DESIGN, SETTING, AND PARTICIPANTS: We identified bladder urothelial carcinoma treated with RARC (n=439) or ORC (n=7308) during 2002-2012 using the Surveillance, Epidemiology, and End Results Program-Medicare linked data.

INTERVENTION: Comparison of RARC versus ORC.

OUTCOME MEASUREMENTS AND STATISTICAL ANALYSIS: We used propensity score matching to compare perioperative and survival outcomes, including lymph node yield, perioperative complications, and healthcare costs.

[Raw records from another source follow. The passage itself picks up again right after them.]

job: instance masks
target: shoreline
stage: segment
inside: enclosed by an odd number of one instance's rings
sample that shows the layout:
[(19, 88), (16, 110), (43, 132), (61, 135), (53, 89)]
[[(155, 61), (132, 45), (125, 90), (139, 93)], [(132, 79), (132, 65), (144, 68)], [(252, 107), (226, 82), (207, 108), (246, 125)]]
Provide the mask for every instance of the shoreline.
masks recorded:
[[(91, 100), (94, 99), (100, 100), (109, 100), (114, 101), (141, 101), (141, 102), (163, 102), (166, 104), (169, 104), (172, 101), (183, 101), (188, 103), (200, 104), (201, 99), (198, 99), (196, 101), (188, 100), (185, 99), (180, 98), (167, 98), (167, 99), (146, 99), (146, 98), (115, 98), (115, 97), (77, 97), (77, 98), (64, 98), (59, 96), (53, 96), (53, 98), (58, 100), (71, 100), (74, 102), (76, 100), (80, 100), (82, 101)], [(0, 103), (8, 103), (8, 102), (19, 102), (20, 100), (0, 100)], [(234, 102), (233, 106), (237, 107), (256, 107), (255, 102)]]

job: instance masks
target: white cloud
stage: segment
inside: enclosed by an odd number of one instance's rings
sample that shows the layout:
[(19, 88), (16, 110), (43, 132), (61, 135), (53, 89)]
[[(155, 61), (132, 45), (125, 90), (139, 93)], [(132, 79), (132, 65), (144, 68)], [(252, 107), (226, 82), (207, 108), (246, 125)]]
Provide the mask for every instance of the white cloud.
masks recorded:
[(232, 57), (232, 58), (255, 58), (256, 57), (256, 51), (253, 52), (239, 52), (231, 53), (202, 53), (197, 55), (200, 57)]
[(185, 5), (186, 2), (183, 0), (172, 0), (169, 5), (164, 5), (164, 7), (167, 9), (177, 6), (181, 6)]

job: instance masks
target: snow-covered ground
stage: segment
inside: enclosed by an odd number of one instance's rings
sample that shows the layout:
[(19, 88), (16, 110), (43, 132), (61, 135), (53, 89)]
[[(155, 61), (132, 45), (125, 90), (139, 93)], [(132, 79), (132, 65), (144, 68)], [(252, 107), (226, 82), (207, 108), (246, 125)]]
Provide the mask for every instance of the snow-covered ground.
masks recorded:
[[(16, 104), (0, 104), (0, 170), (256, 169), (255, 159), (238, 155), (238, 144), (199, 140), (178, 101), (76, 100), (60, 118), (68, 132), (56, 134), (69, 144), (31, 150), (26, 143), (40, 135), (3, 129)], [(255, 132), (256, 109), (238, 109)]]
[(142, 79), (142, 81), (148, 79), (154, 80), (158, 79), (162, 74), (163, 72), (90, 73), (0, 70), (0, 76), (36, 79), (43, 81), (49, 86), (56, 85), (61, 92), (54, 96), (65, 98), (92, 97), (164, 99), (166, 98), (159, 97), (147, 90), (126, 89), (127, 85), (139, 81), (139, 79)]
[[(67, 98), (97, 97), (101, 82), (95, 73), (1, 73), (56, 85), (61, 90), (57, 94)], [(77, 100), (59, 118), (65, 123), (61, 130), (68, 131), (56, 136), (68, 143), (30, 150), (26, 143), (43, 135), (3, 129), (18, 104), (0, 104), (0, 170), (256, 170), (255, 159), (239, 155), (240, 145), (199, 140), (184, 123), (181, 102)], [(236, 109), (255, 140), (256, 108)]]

RESULTS AND LIMITATIONS: Utilization of RARC increased from 0.7% of radical cystectomies in 2002 to 18.5% in 2012 (p<0.001). Women comprised 13.9% versus 18.1% (p=0.007) of RARC versus ORC, respectively. RARC was associated with greater lymph node yield with 41.5% versus 34.9% having ≥10 lymph nodes removed (relative risk 1.1, 95% confidence interval [CI] 1.01-1.22, p=0.03) and shorter mean length of hospitalization at 10.1 (± standard deviation 7.1) d versus 11.2 (± 8.6) d (p=0.004). While inpatient costs were similar, RARC was associated with increased home healthcare utilization (relative risk 1.14, 95% CI 1.04-1.26, p=0.009) and higher 30-d (p<0.01) and 90-d (p<0.01) costs. With a median follow-up of 44 mo (interquartile range 16-78), overall survival (hazard ratio 0.88, 95% CI 0.74-1.05) and cancer-specific survival (hazard ratio 0.91, 95% CI 0.66-1.26) were similar. CONCLUSIONS: RARC provides equivalent perioperative and intermediate term outcomes to ORC. Additional long-term and randomized studies are needed for continued comparative effectiveness assessment of RARC versus ORC.

PATIENT SUMMARY: Our population-based US study demonstrates that robotic-assisted radical cystectomy has similar perioperative and survival outcomes albeit at higher costs.